Jocelyn Thew, with a little word of excuse, had swung around and disappeared. Katharine looked at her companion curiously.
“Do you believe that it really is the raider, Mr. Crawshay?” she enquired.
He hesitated. In Jocelyn’s absence his manner seemed to undergo some subtle change, his tone to become crisper and less querulous.
“We had some reason to hope,” he said cautiously, “that she was on a different course. It is just possible, however, that in changing it she might have struck this bank of fog and preferred to hang about for a time.”
“What will happen if she finds us?”
“That depends entirely upon circumstances.”
“I have an idea,” Katharine continued, “that you know more about this matter than you feel inclined to divulge.”
“Perhaps,” he admitted. “Nowadays, every one has to learn discretion.”
“Is it necessary with me?” “It is necessary with any friend of Mr. Jocelyn Thew,” he told her didactically.
“What a suspicious person you are!” she exclaimed, a little scornfully. “You are just like all your countrymen. You get hold of an idea and nothing can shake it. Mr. Jocelyn Thew, I dare say, possesses a past. I know for a fact that he has been engaged in all sorts of adventures during his life. But — at your instigation, I suppose — they have already searched his person, his stateroom, and every article of luggage he has. After that, why not leave him alone?”

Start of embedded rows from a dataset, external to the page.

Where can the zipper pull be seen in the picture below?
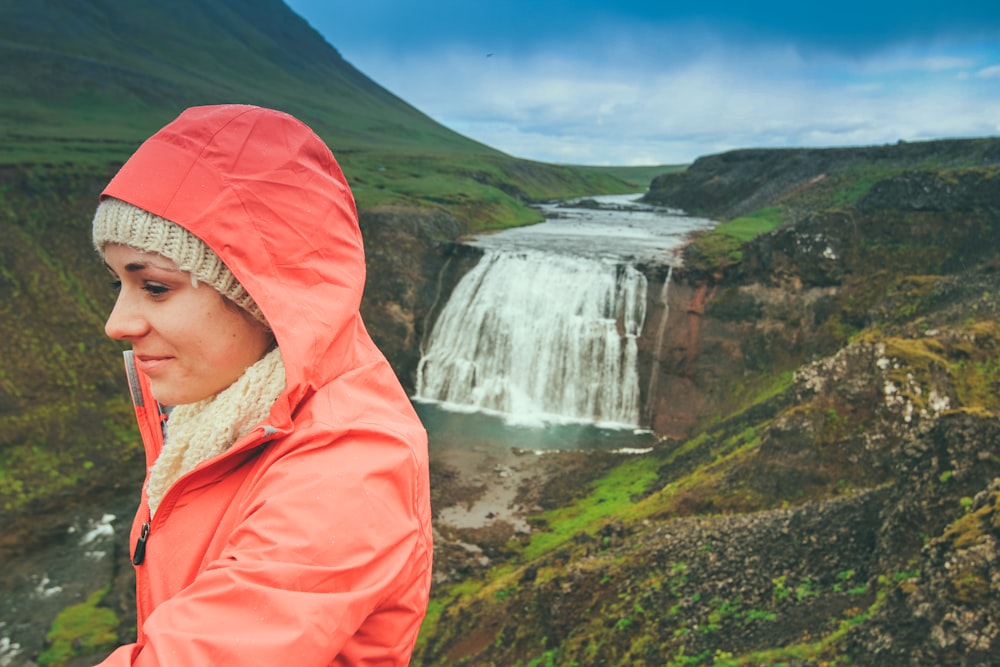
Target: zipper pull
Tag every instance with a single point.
(140, 546)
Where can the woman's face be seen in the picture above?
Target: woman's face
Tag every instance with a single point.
(189, 340)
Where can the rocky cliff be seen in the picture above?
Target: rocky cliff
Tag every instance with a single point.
(826, 488)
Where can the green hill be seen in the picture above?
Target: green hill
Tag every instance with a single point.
(86, 82)
(82, 85)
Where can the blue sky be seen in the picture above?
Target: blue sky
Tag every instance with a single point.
(627, 82)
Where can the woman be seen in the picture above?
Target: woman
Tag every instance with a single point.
(285, 518)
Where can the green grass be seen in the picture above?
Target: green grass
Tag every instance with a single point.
(82, 629)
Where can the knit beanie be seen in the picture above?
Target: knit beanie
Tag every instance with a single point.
(117, 221)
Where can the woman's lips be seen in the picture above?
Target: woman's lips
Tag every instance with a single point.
(149, 363)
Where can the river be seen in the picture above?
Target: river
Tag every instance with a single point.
(541, 336)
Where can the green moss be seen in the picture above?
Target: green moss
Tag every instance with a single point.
(82, 629)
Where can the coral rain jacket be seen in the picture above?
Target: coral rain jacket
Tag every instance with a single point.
(308, 542)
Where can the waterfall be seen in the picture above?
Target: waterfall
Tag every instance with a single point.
(539, 336)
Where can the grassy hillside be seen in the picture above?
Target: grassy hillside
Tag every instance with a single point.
(86, 82)
(82, 85)
(841, 504)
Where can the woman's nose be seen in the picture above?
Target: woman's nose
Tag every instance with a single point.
(125, 321)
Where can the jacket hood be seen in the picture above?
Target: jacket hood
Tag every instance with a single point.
(266, 194)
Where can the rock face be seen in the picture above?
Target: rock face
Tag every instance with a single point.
(826, 488)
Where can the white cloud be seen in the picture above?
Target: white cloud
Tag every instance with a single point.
(621, 103)
(991, 72)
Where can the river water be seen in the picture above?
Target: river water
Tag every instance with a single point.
(87, 551)
(536, 347)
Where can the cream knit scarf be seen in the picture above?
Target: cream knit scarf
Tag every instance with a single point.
(198, 431)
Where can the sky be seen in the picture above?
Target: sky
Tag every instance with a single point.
(624, 82)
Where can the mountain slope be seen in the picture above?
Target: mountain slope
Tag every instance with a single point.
(89, 81)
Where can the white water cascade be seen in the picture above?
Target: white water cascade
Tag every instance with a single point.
(544, 328)
(540, 336)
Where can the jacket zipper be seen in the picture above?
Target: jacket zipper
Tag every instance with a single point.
(139, 554)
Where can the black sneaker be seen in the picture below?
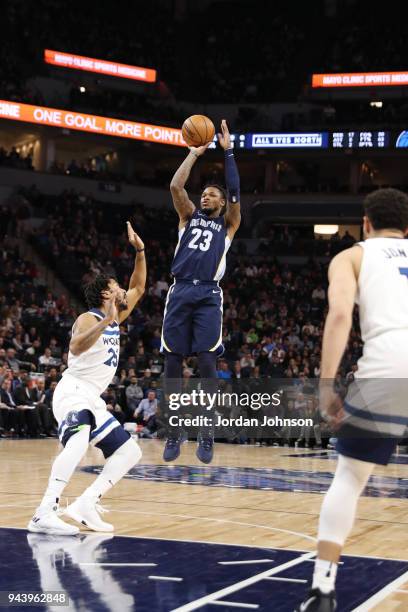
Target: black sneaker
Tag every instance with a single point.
(172, 448)
(205, 448)
(316, 601)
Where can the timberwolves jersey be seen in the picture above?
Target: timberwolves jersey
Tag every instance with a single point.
(383, 287)
(98, 364)
(377, 398)
(201, 250)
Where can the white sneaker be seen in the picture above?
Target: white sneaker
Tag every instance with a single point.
(85, 510)
(47, 521)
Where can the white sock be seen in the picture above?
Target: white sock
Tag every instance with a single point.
(64, 466)
(340, 502)
(324, 575)
(116, 466)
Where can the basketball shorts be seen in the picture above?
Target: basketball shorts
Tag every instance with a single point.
(192, 321)
(77, 404)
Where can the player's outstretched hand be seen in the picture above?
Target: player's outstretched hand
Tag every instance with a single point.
(112, 311)
(134, 238)
(199, 150)
(224, 138)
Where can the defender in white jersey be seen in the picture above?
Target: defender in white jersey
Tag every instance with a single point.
(82, 415)
(374, 415)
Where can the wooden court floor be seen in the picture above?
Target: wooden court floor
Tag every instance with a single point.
(219, 514)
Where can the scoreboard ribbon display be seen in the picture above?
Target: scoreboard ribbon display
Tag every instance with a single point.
(359, 140)
(41, 115)
(95, 124)
(360, 79)
(312, 140)
(90, 64)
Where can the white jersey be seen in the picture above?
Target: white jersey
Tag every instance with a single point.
(97, 366)
(383, 287)
(377, 399)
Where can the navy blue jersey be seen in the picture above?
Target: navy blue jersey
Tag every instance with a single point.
(202, 248)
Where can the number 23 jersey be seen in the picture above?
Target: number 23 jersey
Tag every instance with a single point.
(202, 248)
(98, 364)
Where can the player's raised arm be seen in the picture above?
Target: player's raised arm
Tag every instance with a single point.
(233, 212)
(343, 275)
(182, 203)
(137, 281)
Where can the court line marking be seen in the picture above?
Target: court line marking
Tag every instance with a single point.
(184, 503)
(338, 562)
(234, 604)
(300, 580)
(300, 550)
(215, 520)
(168, 578)
(233, 588)
(382, 594)
(245, 562)
(120, 564)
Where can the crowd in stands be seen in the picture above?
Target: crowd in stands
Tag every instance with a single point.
(273, 322)
(273, 312)
(13, 159)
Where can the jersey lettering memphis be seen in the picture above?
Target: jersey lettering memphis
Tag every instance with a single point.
(201, 250)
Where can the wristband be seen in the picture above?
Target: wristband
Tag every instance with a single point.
(231, 177)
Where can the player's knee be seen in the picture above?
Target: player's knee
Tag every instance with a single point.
(173, 365)
(207, 364)
(130, 451)
(77, 439)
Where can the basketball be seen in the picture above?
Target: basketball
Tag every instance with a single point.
(197, 130)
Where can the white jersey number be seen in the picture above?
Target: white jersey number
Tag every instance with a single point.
(404, 272)
(113, 359)
(204, 245)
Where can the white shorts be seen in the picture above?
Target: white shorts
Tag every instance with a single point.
(76, 404)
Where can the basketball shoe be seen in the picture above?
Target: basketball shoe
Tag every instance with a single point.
(86, 510)
(316, 601)
(46, 520)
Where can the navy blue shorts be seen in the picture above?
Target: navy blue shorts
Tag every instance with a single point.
(192, 320)
(364, 445)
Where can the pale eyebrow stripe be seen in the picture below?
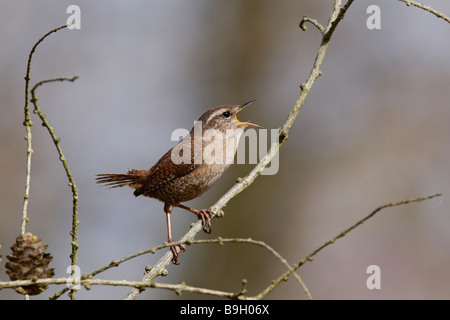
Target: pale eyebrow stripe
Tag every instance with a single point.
(215, 113)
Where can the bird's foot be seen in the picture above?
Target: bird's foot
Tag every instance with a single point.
(176, 249)
(206, 220)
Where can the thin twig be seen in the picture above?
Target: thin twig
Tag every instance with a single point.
(62, 158)
(336, 15)
(426, 8)
(340, 235)
(28, 123)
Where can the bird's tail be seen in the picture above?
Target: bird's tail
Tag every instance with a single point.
(134, 178)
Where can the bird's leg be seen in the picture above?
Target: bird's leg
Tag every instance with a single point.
(168, 211)
(202, 215)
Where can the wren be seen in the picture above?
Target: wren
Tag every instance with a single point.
(191, 167)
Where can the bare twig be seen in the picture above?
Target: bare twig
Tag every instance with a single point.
(336, 15)
(426, 8)
(62, 158)
(340, 235)
(28, 123)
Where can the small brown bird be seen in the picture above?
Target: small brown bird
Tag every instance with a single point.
(191, 167)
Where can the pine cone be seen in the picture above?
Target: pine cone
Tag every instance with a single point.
(29, 261)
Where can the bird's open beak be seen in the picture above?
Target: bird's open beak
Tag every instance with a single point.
(246, 123)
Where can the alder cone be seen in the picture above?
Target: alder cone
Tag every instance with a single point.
(27, 261)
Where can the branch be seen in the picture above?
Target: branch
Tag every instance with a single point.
(337, 237)
(426, 8)
(28, 123)
(336, 15)
(62, 158)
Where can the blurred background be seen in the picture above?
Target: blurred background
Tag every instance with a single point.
(375, 128)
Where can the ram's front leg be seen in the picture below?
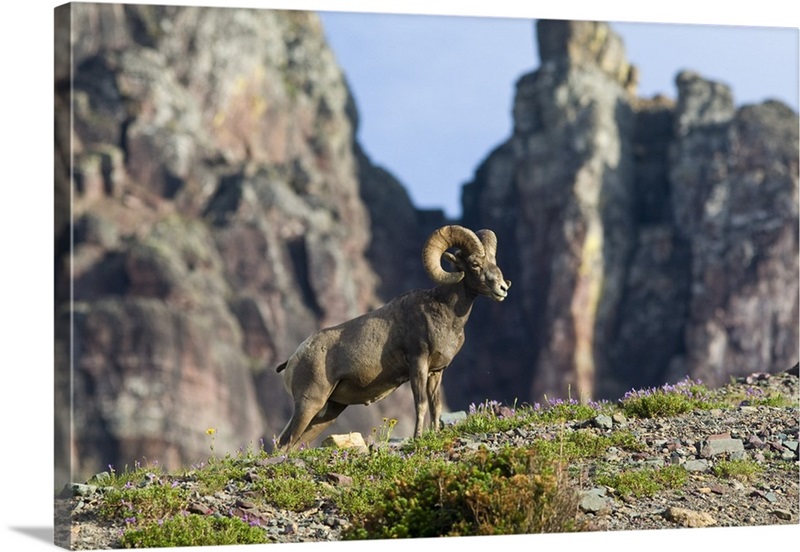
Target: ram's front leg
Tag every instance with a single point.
(435, 398)
(419, 385)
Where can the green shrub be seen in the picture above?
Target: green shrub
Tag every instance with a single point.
(668, 400)
(645, 481)
(487, 493)
(193, 530)
(742, 470)
(133, 505)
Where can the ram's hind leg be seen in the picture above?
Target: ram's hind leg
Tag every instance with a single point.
(435, 398)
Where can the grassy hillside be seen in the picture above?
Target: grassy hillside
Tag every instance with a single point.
(502, 469)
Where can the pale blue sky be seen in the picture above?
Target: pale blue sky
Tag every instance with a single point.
(435, 93)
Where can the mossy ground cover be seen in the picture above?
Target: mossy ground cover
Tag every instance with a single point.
(420, 487)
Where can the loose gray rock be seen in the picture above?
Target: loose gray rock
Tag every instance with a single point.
(594, 501)
(699, 465)
(603, 421)
(450, 418)
(689, 518)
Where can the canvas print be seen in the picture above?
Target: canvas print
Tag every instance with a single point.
(264, 335)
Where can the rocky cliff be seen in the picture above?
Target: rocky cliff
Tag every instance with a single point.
(216, 220)
(650, 239)
(213, 208)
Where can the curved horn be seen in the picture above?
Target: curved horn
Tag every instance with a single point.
(439, 242)
(489, 240)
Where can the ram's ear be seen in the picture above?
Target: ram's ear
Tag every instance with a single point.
(450, 257)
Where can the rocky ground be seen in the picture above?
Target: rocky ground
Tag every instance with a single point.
(698, 440)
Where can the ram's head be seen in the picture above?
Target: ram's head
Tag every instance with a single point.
(473, 260)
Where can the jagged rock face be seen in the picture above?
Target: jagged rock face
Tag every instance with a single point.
(217, 222)
(647, 240)
(561, 199)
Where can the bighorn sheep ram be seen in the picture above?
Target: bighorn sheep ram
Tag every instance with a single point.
(413, 337)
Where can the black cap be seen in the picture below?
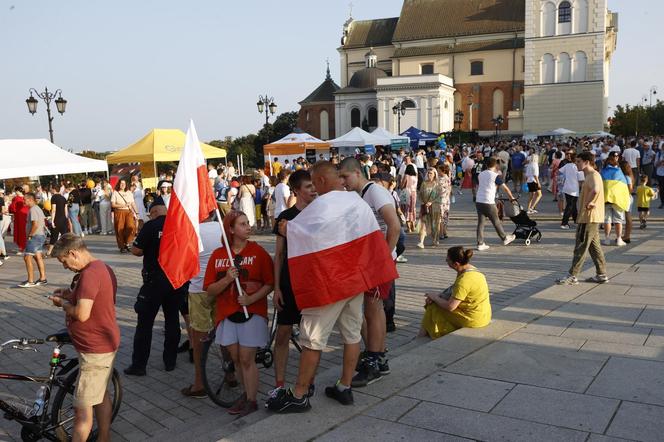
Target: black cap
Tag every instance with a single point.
(159, 201)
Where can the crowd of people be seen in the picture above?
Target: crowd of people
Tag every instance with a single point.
(594, 182)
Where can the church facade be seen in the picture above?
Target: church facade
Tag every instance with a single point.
(520, 66)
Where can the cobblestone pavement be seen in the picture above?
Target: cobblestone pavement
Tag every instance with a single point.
(153, 406)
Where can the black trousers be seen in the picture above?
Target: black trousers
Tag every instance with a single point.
(150, 298)
(570, 209)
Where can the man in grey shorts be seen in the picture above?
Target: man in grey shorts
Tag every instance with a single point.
(488, 183)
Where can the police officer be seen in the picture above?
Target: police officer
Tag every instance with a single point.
(156, 292)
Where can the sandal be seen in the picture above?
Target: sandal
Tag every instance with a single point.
(196, 394)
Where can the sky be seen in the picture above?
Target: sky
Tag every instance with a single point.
(128, 66)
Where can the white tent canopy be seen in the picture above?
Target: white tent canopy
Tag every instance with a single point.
(357, 138)
(41, 157)
(560, 132)
(387, 136)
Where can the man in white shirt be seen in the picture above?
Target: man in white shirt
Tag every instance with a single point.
(633, 157)
(281, 193)
(570, 175)
(489, 182)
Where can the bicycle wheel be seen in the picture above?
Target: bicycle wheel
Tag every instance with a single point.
(219, 375)
(63, 406)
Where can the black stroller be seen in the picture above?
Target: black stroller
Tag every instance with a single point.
(526, 228)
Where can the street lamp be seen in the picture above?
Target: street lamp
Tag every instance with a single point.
(653, 91)
(47, 97)
(458, 119)
(497, 122)
(266, 105)
(399, 110)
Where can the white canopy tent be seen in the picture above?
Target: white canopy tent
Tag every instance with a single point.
(387, 136)
(357, 137)
(41, 157)
(560, 132)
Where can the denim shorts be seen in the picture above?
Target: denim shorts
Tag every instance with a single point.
(35, 245)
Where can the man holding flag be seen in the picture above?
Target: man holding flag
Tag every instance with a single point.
(336, 252)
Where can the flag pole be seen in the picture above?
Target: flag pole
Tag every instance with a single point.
(230, 258)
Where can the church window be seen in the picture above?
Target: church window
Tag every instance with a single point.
(355, 118)
(498, 103)
(548, 22)
(564, 12)
(476, 68)
(579, 66)
(324, 125)
(564, 68)
(547, 69)
(373, 117)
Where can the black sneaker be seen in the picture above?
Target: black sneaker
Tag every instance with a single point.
(285, 402)
(134, 371)
(367, 375)
(383, 366)
(343, 397)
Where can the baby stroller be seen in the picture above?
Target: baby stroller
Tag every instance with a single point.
(526, 228)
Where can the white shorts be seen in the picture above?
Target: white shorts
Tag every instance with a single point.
(613, 215)
(317, 323)
(252, 333)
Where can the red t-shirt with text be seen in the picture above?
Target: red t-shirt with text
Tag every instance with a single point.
(256, 270)
(100, 333)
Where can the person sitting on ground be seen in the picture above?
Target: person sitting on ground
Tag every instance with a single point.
(464, 304)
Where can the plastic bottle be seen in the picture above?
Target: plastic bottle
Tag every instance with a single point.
(40, 399)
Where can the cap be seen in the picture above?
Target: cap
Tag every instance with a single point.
(159, 201)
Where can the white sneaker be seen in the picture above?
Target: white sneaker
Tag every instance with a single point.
(509, 239)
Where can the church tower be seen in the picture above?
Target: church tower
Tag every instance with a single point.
(568, 49)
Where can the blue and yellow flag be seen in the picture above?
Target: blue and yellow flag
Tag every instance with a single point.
(616, 190)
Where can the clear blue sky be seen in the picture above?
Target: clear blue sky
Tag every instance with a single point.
(126, 66)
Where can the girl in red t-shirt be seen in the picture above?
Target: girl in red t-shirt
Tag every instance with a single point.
(241, 336)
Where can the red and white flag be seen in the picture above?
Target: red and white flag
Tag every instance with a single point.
(336, 250)
(191, 202)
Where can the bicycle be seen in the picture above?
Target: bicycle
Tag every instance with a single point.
(36, 420)
(218, 369)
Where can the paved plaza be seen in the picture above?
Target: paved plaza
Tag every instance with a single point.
(556, 363)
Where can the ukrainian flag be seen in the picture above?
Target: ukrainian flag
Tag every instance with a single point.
(616, 190)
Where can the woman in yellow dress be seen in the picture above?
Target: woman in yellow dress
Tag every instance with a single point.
(465, 304)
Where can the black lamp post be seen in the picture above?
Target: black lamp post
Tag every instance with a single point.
(458, 119)
(399, 109)
(497, 122)
(47, 97)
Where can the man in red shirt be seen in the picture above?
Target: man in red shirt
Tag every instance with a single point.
(89, 307)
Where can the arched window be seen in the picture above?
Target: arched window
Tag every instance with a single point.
(324, 125)
(498, 103)
(548, 21)
(579, 66)
(373, 117)
(457, 101)
(355, 118)
(564, 12)
(564, 18)
(547, 69)
(477, 67)
(580, 16)
(564, 68)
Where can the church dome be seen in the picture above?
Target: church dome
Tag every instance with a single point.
(366, 78)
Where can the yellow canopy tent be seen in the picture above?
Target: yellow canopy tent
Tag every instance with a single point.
(158, 146)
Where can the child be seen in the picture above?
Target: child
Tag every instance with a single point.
(643, 196)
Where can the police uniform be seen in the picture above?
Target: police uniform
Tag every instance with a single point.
(156, 292)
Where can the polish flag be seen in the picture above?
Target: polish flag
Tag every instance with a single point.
(191, 202)
(336, 250)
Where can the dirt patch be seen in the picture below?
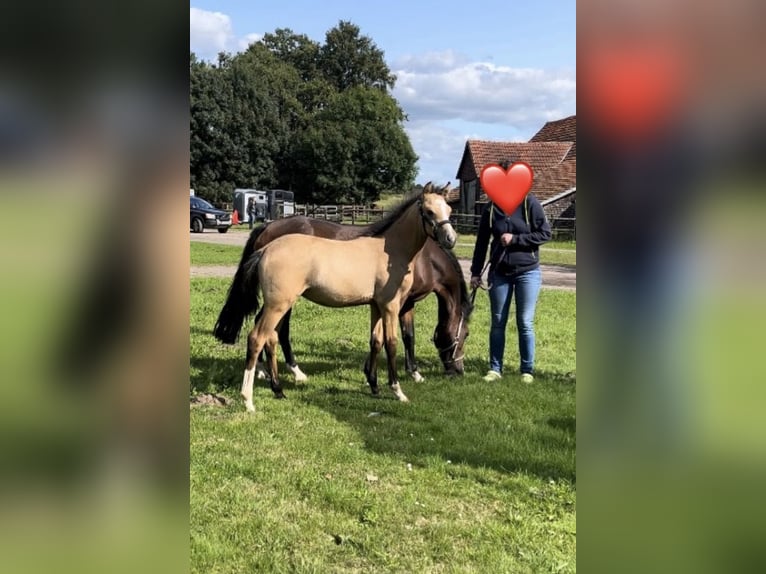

“Because he is an extremely clever person.”
“Then you are not satisfied yet?”
“Not yet.”
“Am I, may I ask, under suspicion?” she enquired, with faint sarcasm.
“I should not like to say,” he replied glibly, “that you were altogether free from it.”
She laughed heartily.
“I should not worry about the army if I were you,” she advised. “I am quite sure that secret-service work is the natural outlet for your talents.”
“I shouldn’t be surprised,” he confided, “if headquarters didn’t insist upon my taking it up permanently. It will depend a little, of course, upon what success I have during this voyage.”
She laughed in his face and turned away.
“I will tell you what I find so interesting about you, Mr. Crawshay,” she said. “You must be either very much cleverer than you seem, or very much more foolish. You keep me continually guessing as to which it is.”